Slowly Weaning Off Medications
Once Karlie’s breathing was finally stable, Karlie’s doctors decided to try to wean her off of her many medications again. The first ones to go were morphine and versed. She had been on both a morphine and versed drip for a couple months at that point so we knew the weaning process would be rough. Karlie was again given methadone while the morphine was being weaned to help with withdrawal symptoms. Karlie was the most miserable that I had ever seen her. The methadone was supposed to help but I don’t know that it did all that much for her. She was vomiting every day, multiple times a day. She spent most of the day uncomfortable and fussy. I tried so hard to console her but there was only so much I could do. Her body was sensitive to touch and only certain things would calm her. I remember holding her in a recliner for hours having to constantly pat her butt. Any time I stopped patting her she cried. I would sit there so uncomfortable but if she was calm and happy I didn’t dare move and make her upset.
Karlie’s vomiting became so frequent that her doctors became concerned that her body was just not digesting food properly. They thought that maybe her stomach just couldn’t tolerate food so they wanted to try a different type of feeding tube. Karlie has always had an ng tube, which goes through the nose and sits in the stomach. They wanted to try a different type of feeding tube, called a nasoduodenal tube (NDT). A NDT tube is still inserted through the nose, but rather than sitting in the stomach, it goes through the stomach and sits in the duodenum. They were hopeful that if they kind of bypassed Karlie’s stomach by putting food directly into her small intestine, her stomach could get a break and she would stop vomiting. The placement of a NDT tube unfortunately isn’t as straightforward as an ng tube.
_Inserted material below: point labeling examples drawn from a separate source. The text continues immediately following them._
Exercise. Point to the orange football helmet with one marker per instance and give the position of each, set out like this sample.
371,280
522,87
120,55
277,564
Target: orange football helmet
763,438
They can do it bedside, but typically it’s inserted with the use of X-ray to ensure proper placement. Karlie was not an ideal patient to move and they didn’t want her to have the prolonged radiation exposure if it wasn’t necessary so they attempted to place the tube bedside. The nurses placed the tube and then had a quick X-ray taken in Karlie’s room to see if it landed in the correct place. The tube was sitting in Karlie’s stomach so they left it in for a couple of hours hoping it would migrate its way to her small intestine. The tube never moved so they decided to take it out and just stick with the ng.
I never doubted the doctor’s theory, but my mama instinct told me there wasn’t anything wrong with the way Karlie’s body was digesting. I thought it was just the combination of medicines she was receiving and withdrawals that was making her vomit. Unfortunately the weaning process is not quick. Karlie was miserable for weeks as she slowly came off of morphine and versed. She had the most miserable look on her face and it broke my heart. She would get really sweaty and have the saddest frown I’ve ever seen. I felt so bad for her but I knew it was temporary and she just had to get through it. Once she was off of morphine and versed, they slowly decreased the amount of methadone she received every day. Once she stopped receiving methadone, the vomiting stopped instantly. She began tolerating her feeds again and we were able to start slowly increasing her food every few days. As Karlie’s volume of milk intake went up, the amount of IV nutrition (TPN) she received went down until she no longer needed it. Things were really starting to look up once Karlie was off her medications and tolerating more milk. It meant we were closer to being able to take her home.